As his experience and knowledge grew, he was assigned as platform coordinator for all structural issues on the H-46 and H-53, as well as V-22, and became an airworthiness signature authority for those aircraft in strength and fatigue.  During this time, he was responsible for myriad issues such as the proper execution of design and certification for a new H-46 rotor head and for planning and evaluating fatigue test of pristine and repaired components.  He performed similar work in the service life determination and service life extension of the H-53E aircraft, amongst many other projects.

He was selected to head of the rotary wing strength and fatigue section at NAWCAD in 2003 and from that position, he worked in support of all acquisition and fielding issues on all USN and USMC rotary wing platforms including the Presidential Executive Transport.  On the basis of his work in developing and promulgating fatigue certification criteria and standards for RW a/c, Clyde was selected as a NAVAIR Associate Fellow in Helicopter Fatigue in 2007.   He was selected as a full Fellow in 2017 in Helicopter Fatigue and continues to serve as a mentor, guide, and resource in that area for all of DoD. 

In 2009, he was selected as the branch head at NAWCAD covering the areas of patrol, trainer, and rotary wing aircraft strength and fatigue.  As such, he oversaw the efforts of the Navy engineering team supporting those platforms.  This branch was responsible for all issues related to the disciplines of strength and fatigue in aviation and the work was extremely diverse and challenging covering everything from concept development and evaluation through certification, fielding, crash investigation, etc.  This position also afforded him the opportunity to return to fixed-wing aviation in addition to rotary wing.

Along the way, he helped author many US and USN military airworthiness standards and specifications for helicopter and aircraft design and fielding, developed design certification criteria for new and novel aircraft structures from all materials including metal and composite.   He has also served as the head of the structures and materials committee for the American Helicopter Society.

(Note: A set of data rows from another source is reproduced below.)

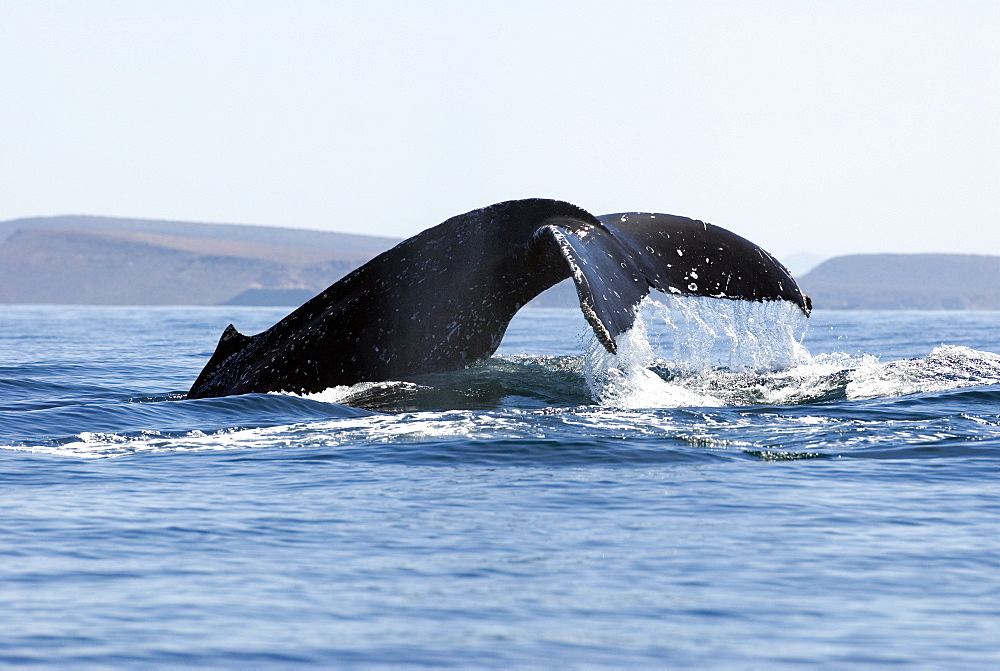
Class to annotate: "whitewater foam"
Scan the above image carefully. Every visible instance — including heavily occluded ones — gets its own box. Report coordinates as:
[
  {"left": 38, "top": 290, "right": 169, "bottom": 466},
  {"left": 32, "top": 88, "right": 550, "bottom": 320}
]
[
  {"left": 584, "top": 296, "right": 812, "bottom": 408},
  {"left": 578, "top": 297, "right": 1000, "bottom": 409},
  {"left": 846, "top": 344, "right": 1000, "bottom": 400}
]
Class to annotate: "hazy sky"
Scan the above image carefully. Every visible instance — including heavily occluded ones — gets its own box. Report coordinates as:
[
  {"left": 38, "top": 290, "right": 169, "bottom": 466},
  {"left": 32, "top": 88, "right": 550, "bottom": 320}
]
[{"left": 2, "top": 1, "right": 998, "bottom": 260}]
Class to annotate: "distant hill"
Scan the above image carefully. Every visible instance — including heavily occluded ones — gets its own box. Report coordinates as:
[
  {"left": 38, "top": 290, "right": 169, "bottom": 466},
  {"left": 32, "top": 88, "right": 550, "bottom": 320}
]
[
  {"left": 0, "top": 214, "right": 398, "bottom": 254},
  {"left": 798, "top": 254, "right": 1000, "bottom": 310},
  {"left": 0, "top": 216, "right": 400, "bottom": 305}
]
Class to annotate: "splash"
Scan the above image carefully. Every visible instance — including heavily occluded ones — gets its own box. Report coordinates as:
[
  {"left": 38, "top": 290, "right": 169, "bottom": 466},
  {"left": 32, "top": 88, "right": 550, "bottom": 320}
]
[
  {"left": 584, "top": 294, "right": 811, "bottom": 408},
  {"left": 582, "top": 293, "right": 1000, "bottom": 409},
  {"left": 583, "top": 315, "right": 725, "bottom": 408},
  {"left": 640, "top": 294, "right": 811, "bottom": 372}
]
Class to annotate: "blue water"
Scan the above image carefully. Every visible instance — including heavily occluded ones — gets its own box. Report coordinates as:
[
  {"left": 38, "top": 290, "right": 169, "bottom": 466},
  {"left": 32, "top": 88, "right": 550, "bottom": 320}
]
[{"left": 2, "top": 304, "right": 1000, "bottom": 667}]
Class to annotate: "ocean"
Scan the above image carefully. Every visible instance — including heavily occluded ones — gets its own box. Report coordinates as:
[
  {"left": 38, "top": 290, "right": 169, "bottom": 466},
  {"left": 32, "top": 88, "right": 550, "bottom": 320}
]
[{"left": 2, "top": 301, "right": 999, "bottom": 668}]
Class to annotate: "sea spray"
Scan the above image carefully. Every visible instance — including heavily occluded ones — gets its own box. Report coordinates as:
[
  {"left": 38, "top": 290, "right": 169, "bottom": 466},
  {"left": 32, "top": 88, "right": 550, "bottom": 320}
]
[
  {"left": 642, "top": 294, "right": 811, "bottom": 371},
  {"left": 583, "top": 296, "right": 1000, "bottom": 409},
  {"left": 584, "top": 295, "right": 812, "bottom": 408},
  {"left": 584, "top": 315, "right": 724, "bottom": 408}
]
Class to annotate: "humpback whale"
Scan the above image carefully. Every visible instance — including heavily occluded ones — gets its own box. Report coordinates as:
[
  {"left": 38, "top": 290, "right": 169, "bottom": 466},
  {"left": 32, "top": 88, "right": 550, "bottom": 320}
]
[{"left": 188, "top": 199, "right": 810, "bottom": 399}]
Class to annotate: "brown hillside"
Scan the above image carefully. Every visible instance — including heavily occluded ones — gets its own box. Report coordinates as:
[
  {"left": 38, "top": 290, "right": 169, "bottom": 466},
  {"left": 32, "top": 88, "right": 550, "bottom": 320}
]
[
  {"left": 798, "top": 254, "right": 1000, "bottom": 310},
  {"left": 0, "top": 228, "right": 371, "bottom": 305}
]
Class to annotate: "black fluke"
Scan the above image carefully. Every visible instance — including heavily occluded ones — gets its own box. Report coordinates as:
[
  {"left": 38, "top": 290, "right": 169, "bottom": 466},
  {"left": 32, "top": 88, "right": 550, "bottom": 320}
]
[{"left": 187, "top": 199, "right": 809, "bottom": 399}]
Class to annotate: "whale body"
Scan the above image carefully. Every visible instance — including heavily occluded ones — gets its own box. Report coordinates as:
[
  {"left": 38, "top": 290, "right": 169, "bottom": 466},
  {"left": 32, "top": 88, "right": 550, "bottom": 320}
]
[{"left": 187, "top": 199, "right": 809, "bottom": 399}]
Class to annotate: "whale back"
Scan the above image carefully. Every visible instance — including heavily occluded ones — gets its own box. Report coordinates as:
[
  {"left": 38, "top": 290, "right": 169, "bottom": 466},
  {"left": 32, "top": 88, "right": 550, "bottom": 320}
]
[{"left": 188, "top": 200, "right": 593, "bottom": 398}]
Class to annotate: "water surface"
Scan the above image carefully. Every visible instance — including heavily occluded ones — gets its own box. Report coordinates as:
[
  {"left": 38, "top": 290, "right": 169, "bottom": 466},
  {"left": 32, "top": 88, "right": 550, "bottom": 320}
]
[{"left": 2, "top": 304, "right": 999, "bottom": 667}]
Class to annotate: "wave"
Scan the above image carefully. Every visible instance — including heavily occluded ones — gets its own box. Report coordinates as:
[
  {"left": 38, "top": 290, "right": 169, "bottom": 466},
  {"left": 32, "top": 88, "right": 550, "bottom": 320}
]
[
  {"left": 0, "top": 392, "right": 372, "bottom": 456},
  {"left": 2, "top": 298, "right": 999, "bottom": 459},
  {"left": 9, "top": 385, "right": 998, "bottom": 462}
]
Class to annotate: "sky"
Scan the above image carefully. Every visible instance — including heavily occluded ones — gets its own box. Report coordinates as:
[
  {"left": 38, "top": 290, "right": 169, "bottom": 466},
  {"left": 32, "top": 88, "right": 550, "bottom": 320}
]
[{"left": 2, "top": 1, "right": 998, "bottom": 262}]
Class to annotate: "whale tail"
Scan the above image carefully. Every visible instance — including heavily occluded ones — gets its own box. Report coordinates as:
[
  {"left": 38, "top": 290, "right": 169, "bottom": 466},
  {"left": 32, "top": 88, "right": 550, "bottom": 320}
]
[
  {"left": 546, "top": 212, "right": 811, "bottom": 352},
  {"left": 188, "top": 199, "right": 809, "bottom": 399}
]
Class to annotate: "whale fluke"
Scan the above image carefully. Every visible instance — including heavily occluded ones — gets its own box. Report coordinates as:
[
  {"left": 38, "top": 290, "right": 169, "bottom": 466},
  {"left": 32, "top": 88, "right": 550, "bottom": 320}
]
[{"left": 187, "top": 199, "right": 808, "bottom": 399}]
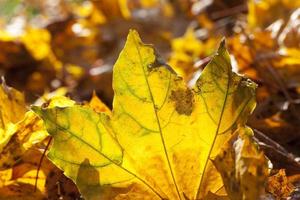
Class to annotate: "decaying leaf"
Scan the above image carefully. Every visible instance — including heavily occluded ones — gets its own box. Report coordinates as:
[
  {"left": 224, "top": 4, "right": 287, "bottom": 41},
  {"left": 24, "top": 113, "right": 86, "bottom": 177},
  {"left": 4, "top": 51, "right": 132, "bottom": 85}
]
[
  {"left": 0, "top": 90, "right": 75, "bottom": 170},
  {"left": 0, "top": 94, "right": 77, "bottom": 199},
  {"left": 0, "top": 111, "right": 47, "bottom": 169},
  {"left": 266, "top": 169, "right": 294, "bottom": 199},
  {"left": 12, "top": 148, "right": 81, "bottom": 200},
  {"left": 0, "top": 148, "right": 80, "bottom": 200},
  {"left": 33, "top": 30, "right": 257, "bottom": 200},
  {"left": 214, "top": 127, "right": 269, "bottom": 200}
]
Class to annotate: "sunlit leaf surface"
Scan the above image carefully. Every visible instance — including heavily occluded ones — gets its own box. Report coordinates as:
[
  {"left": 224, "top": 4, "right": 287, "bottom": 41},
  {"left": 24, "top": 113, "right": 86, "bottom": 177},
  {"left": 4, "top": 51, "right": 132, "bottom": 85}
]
[{"left": 34, "top": 30, "right": 257, "bottom": 200}]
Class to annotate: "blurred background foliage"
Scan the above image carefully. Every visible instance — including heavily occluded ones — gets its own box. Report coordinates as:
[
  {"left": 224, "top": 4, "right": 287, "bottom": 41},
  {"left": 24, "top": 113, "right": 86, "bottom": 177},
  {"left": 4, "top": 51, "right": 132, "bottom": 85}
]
[
  {"left": 0, "top": 0, "right": 251, "bottom": 105},
  {"left": 0, "top": 0, "right": 300, "bottom": 199}
]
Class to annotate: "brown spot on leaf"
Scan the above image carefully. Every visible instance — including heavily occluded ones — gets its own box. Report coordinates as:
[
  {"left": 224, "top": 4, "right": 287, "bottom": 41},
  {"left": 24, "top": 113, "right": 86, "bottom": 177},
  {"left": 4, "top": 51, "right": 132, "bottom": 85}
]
[{"left": 170, "top": 88, "right": 194, "bottom": 115}]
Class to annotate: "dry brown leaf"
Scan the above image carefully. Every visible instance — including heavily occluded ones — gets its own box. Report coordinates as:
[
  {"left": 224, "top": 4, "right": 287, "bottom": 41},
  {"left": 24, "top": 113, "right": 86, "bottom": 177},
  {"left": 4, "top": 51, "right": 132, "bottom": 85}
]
[{"left": 267, "top": 169, "right": 294, "bottom": 199}]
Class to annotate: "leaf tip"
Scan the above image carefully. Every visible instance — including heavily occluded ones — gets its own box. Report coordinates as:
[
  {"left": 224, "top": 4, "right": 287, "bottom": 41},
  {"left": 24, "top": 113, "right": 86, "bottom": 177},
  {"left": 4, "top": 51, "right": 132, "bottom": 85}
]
[
  {"left": 127, "top": 29, "right": 141, "bottom": 41},
  {"left": 218, "top": 37, "right": 227, "bottom": 51}
]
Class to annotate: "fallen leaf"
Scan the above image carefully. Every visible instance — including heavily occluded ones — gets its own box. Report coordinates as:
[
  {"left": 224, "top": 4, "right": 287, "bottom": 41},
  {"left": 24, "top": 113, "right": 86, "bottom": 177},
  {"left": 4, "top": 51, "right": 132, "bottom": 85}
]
[
  {"left": 0, "top": 111, "right": 47, "bottom": 169},
  {"left": 214, "top": 127, "right": 269, "bottom": 200},
  {"left": 11, "top": 149, "right": 81, "bottom": 200},
  {"left": 33, "top": 30, "right": 257, "bottom": 200},
  {"left": 0, "top": 94, "right": 77, "bottom": 199},
  {"left": 0, "top": 93, "right": 75, "bottom": 170},
  {"left": 0, "top": 81, "right": 27, "bottom": 155},
  {"left": 0, "top": 81, "right": 26, "bottom": 129},
  {"left": 267, "top": 169, "right": 294, "bottom": 199}
]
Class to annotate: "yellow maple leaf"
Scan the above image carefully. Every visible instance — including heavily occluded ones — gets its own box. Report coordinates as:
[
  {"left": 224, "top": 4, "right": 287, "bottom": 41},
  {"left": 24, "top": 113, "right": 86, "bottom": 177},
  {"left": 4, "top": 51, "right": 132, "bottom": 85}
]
[{"left": 33, "top": 30, "right": 257, "bottom": 200}]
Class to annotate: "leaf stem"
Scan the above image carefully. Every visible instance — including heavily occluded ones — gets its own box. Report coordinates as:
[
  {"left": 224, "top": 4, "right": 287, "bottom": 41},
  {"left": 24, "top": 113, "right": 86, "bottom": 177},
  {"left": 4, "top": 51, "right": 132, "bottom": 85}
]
[{"left": 34, "top": 137, "right": 52, "bottom": 192}]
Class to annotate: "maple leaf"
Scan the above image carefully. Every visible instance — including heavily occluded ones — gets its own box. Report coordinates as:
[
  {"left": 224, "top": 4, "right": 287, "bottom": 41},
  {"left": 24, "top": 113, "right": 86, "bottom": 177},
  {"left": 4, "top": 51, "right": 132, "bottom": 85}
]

In 2008, Clyde was competitively selected as the Technical Director for the Air Vehicle Department at NAWCAD.  This position served as the lead technical authority for an organization of over 1,000 engineers deployed nationally and internationally.   These engineers and scientists are charged with all aspects of cradle to grave engineering support of all USN manned and unmanned air vehicles and their constituent systems.  The department covers all disciplines of aeromechanics, flight controls, structures, materials, and subsystems and he oversees multiple efforts in R&D and S&T as well as acquisition and fielding of systems.  Due to his expertise and broad experience, he is frequently called upon to support and solve special issues in Naval Aviation and has worked on a number of industry/government blue ribbon teams.   He works frequently with other USN Commands and other DoD organizations such as the Office of Naval Research, the USAF, DARPA, and others.  As of his selection to the VTAOE, he still served in this position and relishes the challenges inherent in design and support of all sea-based aviation assets.   Clyde is thankful that his career has afforded him the opportunity to work on an incredible variety of aircraft and issues in a field which has held lifelong interest.  He has continued to take multiple courses throughout his career in fields such as aircraft loads, repair, and accident investigation and plans to continue to do so.  He is also grateful for opportunity to work in nearly every discipline of Aerospace Engineering and to Virginia Tech for the broad education that facilitated his career.

He enjoys woodworking, outdoor activities like hiking and kayaking, and restoring antique furniture and tools.  He is also an avid reader of aviation-related technical journals and papers and books on World War II.  Clyde has three wonderful daughters, Hannah, Abigail, and Lily and is blessed with a wonderful wife, Susan, without whose incredible support his career would not have been possible.